Riders Alliance is a member of the Bus Turnaround Coalition, a group of advocates — including TransitCenter, the Tri-State Transportation Campaign and Straphangers Campaign — pushing for MTA to improve its long-suffering bus service.
In addition to the policies suggested in the new report, Burgos-Veras wants to see the MTA do more outreach with the people most effected by the changes: the riders themselves. “We’re really focused on the grassroots side, ultimately. We want to make sure subway and bus riders are part of this conversation. It’ll be helpful to both the MTA and rider to have a dialogue about this important new system.”
MTA is phasing in the new fare payment system over the next six years. Riders won’t be able to pay with contactless bank cards and mobile wallets until next year. Despite that lengthy rollout, Wright says, “We’re on a tight timeline. We need the MTA board to take a stand on these policies and direct staff to study these issues.”

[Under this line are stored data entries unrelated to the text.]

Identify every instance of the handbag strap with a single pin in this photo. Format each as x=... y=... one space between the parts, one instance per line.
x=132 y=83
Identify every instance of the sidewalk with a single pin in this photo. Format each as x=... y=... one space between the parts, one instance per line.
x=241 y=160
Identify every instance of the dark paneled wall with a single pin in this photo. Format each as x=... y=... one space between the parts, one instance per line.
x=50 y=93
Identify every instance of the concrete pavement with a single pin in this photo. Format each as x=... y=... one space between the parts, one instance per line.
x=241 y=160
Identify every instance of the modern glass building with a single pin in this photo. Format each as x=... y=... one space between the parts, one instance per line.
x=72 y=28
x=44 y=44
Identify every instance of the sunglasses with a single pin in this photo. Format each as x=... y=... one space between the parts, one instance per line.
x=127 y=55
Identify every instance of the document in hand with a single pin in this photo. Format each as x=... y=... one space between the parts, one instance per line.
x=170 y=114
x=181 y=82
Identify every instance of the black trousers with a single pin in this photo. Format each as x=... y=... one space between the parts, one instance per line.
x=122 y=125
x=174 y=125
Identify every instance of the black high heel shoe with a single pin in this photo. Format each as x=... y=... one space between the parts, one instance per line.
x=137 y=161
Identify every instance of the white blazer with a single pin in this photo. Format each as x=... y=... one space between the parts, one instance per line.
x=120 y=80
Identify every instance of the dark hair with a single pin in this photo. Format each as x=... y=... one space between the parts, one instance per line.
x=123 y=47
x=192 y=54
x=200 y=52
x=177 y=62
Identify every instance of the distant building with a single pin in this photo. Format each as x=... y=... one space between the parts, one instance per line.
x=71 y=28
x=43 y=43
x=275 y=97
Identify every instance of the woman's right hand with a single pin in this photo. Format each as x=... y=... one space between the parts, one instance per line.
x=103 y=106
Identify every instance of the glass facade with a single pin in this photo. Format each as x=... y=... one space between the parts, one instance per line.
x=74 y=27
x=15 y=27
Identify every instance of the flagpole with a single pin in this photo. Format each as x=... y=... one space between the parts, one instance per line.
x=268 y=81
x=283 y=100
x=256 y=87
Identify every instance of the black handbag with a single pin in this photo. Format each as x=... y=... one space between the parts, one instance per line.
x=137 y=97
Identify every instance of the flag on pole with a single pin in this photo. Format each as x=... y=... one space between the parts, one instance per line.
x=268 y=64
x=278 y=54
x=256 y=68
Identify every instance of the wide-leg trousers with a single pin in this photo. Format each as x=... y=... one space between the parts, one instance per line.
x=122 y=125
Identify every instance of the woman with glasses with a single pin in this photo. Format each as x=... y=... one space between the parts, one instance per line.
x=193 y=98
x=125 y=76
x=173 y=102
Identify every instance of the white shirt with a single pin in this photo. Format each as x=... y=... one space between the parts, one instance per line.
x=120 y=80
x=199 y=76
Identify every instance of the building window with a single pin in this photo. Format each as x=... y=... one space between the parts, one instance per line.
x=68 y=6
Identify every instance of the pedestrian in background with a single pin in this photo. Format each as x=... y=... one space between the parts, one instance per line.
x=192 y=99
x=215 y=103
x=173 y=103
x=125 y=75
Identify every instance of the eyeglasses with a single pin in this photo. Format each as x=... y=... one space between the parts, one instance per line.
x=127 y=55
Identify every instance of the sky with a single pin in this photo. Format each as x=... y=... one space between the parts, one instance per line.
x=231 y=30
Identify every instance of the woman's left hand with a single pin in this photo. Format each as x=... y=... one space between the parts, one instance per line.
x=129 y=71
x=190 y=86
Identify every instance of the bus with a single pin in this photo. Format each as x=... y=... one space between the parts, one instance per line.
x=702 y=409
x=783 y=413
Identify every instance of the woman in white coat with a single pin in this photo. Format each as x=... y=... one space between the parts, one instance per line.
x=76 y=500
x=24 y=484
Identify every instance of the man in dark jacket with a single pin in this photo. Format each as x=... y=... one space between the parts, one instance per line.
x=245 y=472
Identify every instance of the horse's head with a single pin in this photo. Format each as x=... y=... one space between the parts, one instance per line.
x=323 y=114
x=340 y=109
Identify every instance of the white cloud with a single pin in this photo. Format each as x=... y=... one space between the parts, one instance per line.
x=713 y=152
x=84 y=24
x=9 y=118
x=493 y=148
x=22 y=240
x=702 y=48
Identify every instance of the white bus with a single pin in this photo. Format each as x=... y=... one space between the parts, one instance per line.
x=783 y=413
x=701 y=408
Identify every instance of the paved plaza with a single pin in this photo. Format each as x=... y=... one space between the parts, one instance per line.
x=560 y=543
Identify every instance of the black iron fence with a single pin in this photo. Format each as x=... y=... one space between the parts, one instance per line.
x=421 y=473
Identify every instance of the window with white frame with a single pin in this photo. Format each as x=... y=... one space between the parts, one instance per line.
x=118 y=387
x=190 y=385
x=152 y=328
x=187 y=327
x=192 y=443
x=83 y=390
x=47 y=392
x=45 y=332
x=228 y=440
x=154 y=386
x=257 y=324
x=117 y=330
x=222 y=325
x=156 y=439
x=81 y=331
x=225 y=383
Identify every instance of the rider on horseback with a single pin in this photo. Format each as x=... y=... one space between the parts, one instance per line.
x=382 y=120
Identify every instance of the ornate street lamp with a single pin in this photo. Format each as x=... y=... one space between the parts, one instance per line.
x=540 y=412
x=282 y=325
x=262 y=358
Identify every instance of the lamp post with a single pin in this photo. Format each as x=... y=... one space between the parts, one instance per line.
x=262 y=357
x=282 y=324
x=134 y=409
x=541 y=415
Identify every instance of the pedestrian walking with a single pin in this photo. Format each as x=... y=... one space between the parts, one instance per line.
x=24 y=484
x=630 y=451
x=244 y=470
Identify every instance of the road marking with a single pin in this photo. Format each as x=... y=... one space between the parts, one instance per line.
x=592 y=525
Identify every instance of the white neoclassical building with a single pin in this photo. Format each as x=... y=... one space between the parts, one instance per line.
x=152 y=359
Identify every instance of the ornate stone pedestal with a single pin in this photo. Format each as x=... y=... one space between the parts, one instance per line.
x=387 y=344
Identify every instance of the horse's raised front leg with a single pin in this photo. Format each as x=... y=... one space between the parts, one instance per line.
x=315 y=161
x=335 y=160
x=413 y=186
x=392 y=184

In a statement to the Wall Street Journal and amNY about the report, MTA spokesman Jon Weinstein said, “We are excited to introduce 21st-century fare payment technology to the MTA, which is a critical step towards truly modernizing our system and improving the customer experience. President [Andy] Byford is developing a comprehensive bus improvement strategy and as we said at the time [the New Fare Payment System] was approved last fall, All-Door Boarding is a concept we’re very supportive of.”
The policies are possible, but they will be far easier to implement upfront as the contractor Cubic develops MTA’s new system, rather than trying to add them later.
“Ultimately this new technology is just a means to an end,” says Wright. “It’s up to the MTA and elected leaders to use the technologies to the fullest.”
Editor’s note: We’ve updated this piece to give credit to Tri-State Transportation Campaign, the co-authors of the report.
Josh Cohen is Crosscut’s city reporter covering Seattle government, politics and the issues that shape life in the city.